[6-K] Epsium Enterprise Limited Current Report (Foreign Issuer)
Epsium Enterprise Limited is reorganizing its share capital and corporate charter. The company will re-designate 800,000,000 existing ordinary shares into 800,000,000 Class A Ordinary Shares and convert 100,000,000 authorised preferred shares into 100,000,000 Class B Ordinary Shares with 20 votes per share. After the change, total authorised capital will be 1,000,000,000 shares: 800,000,000 Class A, 100,000,000 Class B, and 100,000,000 Preferred Shares. The Class B Ordinary Shares will be convertible by the holder into Class A on a one-for-one basis. The company will replace its current Memorandum and Articles of Association with a Second Amended and Restated version (Annex A). Subject to those approvals, the company will repurchase 10,800,000 Class A Ordinary Shares held by Son I Tam, funded by a fresh issuance of 10,800,000 Class B Ordinary Shares to Son I Tam for that repurchase. The document is signed by Son I Tam as CEO on August 27, 2025.
- Clear governance pathway: Re-designation defines distinct Class A, Class B, and Preferred share classes with stated par values and totals.
- Convertible structure: Class B Ordinary Shares are explicitly convertible into Class A on a one-for-one basis, providing clarity on conversion mechanics.
- Charter update: The Current Memorandum and Articles of Association will be replaced by a Second Amended and Restated version, consolidating the changes in one document.
- Specific repurchase mechanism: The repurchase of 10,800,000 Class A shares is funded by issuance of 10,800,000 Class B shares, with the transaction and beneficiary named.
- Concentrated voting power: Class B Ordinary Shares carry 20 votes per share, which allocates significant voting influence to holders of Class B shares.
- Insider issuance and repurchase: The repurchase is funded by newly issued Class B shares issued to Son I Tam, an insider and CEO, which may raise governance and conflict-of-interest considerations.
- Material charter change pending: The effective changes depend on passing Resolutions 1 and 2 and adoption of the Amended M&A; execution is conditional.
Insights
TL;DR: The resolutions create a dual-class structure giving Class B shares 20 votes each and update the charter to formalize conversion and repurchase mechanics.
The actions documented are a charter-level reorganization: re-designation of all ordinary and certain preferred shares into distinct classes, adoption of a Second Amended and Restated Memorandum and Articles of Association, and a targeted share repurchase executed via issuance of Class B shares to an insider (Son I Tam). The Class B shares carry 20 votes per share and are convertible to Class A on a one-for-one basis, ensuring a pathway between economic and voting interests. The repurchase of 10,800,000 Class A shares funded by newly issued Class B shares is implemented immediately upon the charter changes becoming effective.

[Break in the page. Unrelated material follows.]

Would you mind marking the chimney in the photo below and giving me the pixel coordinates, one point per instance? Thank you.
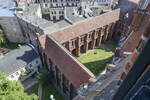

TL;DR: This resolution materially alters authorized share classes, voting allocation, and executes a director-related repurchase financed by new Class B issuance.
The company increases structural flexibility by specifying three categories in authorized capital (Class A, Class B, Preferred) totaling 1,000,000,000 shares of par value US$0.00002 each. The conversion feature (one-for-one) is explicit, and the issuance/repurchase transaction involving 10,800,000 shares is direct and self-contained in the resolutions. The document clearly ties the repurchase to the issuance of Class B shares to the same individual, with the amended charter set out in Annex A to the EGM notice referenced for rights and preferences.